New government data shows that 774,000 16- to 25-year-olds in England were Neet between January and March – down 135,000 on last year and the lowest rate for this quarter since 2005.
Broken down, the data, published by the Department for Business, Innovation and Skill and the Department for Education, shows that 122,000 16- to 18-year-olds were Neet – 29,000 fewer than last year and the lowest since comparable data began in 2001.
Meanwhile, 652,000 19- to 24-year-olds were Neet – down 105,000 on last year and the lowest rate since 2008.
The data also shows that 94.2 per cent of 16- and 17-year-olds are in education and training, the highest rate since 2001 reflecting the rise from 16 to 17 in the compulsory participation age introduced in September 2013.
Meanwhile, new figures published by the Office for National Statistics show that 975,000 16- to 24-year-olds in the UK were Neet during the same quarter – a decrease of 118,000 from the previous year.
Skills and enterprise minister Matthew Hancock said the figures are proof the government’s policies to tackle the issue are working.
He said: “The figures show the progress being made to ensure that all young people are equipped with the skills that allow them to begin productive and prosperous careers.
“I’m particularly pleased to see that the proportion of 16- to 18-year-olds who are Neet is at the lowest level since records began – this is further evidence that our long-term economic plan is securing young people’s future.

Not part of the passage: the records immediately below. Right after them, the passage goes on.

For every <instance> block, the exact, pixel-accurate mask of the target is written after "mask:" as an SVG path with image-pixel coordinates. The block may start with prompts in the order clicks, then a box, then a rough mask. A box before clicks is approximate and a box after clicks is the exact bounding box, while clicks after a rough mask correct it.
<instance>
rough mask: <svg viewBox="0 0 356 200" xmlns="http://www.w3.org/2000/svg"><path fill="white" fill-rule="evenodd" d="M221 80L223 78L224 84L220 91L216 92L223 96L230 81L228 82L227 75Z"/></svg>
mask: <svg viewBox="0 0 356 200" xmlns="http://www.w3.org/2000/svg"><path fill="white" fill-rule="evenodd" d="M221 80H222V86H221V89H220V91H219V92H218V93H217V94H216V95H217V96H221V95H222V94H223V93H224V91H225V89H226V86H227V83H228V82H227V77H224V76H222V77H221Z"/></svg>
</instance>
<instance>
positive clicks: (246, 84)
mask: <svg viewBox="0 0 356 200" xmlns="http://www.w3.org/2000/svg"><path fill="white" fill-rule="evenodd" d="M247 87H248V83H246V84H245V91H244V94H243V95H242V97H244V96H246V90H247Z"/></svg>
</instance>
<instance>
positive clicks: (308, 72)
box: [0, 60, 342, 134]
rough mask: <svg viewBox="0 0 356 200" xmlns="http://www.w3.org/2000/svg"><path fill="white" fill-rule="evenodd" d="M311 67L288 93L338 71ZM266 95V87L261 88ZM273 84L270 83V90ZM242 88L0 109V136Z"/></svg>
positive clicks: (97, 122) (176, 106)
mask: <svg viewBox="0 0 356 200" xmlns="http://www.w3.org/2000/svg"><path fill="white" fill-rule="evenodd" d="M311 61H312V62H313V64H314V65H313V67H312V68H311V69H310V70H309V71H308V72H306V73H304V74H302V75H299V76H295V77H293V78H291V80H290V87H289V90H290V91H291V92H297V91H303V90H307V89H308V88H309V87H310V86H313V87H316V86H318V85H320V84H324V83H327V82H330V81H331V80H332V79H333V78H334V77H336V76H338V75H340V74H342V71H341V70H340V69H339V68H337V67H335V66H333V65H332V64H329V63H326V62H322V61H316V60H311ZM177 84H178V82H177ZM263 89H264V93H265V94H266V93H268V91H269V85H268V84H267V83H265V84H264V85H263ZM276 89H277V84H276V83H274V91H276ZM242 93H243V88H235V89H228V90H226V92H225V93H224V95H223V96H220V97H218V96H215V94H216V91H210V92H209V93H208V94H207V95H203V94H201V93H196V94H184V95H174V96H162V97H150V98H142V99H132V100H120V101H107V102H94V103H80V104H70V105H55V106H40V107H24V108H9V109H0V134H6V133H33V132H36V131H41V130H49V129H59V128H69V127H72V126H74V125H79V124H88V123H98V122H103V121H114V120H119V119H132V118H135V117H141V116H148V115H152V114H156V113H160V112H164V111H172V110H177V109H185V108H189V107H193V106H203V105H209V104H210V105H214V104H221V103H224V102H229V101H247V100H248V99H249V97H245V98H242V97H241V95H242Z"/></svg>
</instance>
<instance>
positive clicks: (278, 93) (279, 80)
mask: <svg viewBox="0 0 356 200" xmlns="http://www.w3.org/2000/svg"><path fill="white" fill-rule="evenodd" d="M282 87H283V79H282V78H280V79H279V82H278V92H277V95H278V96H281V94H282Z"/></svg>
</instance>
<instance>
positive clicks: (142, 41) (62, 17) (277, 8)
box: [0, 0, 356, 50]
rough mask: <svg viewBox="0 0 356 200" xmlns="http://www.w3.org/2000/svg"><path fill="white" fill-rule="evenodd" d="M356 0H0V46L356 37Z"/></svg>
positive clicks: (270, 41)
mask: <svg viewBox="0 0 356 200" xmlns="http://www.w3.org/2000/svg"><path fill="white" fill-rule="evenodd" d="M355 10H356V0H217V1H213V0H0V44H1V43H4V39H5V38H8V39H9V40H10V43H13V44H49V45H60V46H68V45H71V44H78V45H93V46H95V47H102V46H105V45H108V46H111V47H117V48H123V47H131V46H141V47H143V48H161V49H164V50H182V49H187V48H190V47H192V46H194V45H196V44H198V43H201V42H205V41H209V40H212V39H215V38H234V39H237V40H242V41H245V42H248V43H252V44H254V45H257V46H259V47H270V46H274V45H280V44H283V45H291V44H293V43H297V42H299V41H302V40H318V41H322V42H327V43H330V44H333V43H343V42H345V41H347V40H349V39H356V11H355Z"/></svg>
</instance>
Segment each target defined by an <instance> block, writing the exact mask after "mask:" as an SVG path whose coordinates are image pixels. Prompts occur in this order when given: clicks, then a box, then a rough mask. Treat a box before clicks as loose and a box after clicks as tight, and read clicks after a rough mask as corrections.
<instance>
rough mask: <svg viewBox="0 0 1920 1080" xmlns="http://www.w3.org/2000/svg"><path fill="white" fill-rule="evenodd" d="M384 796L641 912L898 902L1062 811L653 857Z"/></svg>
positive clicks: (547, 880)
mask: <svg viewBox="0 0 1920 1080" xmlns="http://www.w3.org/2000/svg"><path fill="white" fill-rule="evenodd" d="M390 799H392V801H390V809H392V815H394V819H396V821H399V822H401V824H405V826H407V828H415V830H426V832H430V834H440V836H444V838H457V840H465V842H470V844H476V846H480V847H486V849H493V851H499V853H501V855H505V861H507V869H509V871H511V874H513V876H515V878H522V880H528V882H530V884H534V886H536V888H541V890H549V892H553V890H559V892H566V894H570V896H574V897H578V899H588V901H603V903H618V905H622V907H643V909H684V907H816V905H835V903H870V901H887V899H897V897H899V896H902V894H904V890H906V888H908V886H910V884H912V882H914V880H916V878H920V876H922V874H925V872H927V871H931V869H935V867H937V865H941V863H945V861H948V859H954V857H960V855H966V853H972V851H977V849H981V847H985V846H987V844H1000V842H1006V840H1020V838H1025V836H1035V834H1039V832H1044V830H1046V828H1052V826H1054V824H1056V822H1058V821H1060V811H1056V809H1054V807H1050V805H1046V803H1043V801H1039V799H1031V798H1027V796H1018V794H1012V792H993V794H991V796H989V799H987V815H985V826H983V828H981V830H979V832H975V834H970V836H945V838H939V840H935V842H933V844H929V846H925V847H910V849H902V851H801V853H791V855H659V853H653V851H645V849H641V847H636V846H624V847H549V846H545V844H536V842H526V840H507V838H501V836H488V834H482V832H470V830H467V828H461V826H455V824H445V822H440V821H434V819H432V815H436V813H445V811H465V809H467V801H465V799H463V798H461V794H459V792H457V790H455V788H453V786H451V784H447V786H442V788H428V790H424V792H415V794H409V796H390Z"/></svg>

“Every young person should be given the chance to reach their potential, whether that is through studying or training, embarking on an apprenticeship or traineeship or entering the world of work.”
Similarly Rhian Johns, director of policy and campaigns at philanthropic organisation Impetus-Pef, said: “This is great news – any reduction in the Neet level is to be welcomed.
“Our research shows that as little as six months out of education, employment or training before the age of 24 has a profound impact on a person’s earning potential and job security well into their forties.”
However, Karren Brady, businesswoman and ambassador of Life Skills, said Neet levels are still too high.
She said: “Already, one in eight children grow up in workless homes and if the causes of youth unemployment aren’t addressed, we risk causing a cycle of unemployment that will have lasting, damaging impact on our society.
“The solution is to ensure that young people are prepared for work before they leave education – that’s why I’m asking businesses to do more to help.”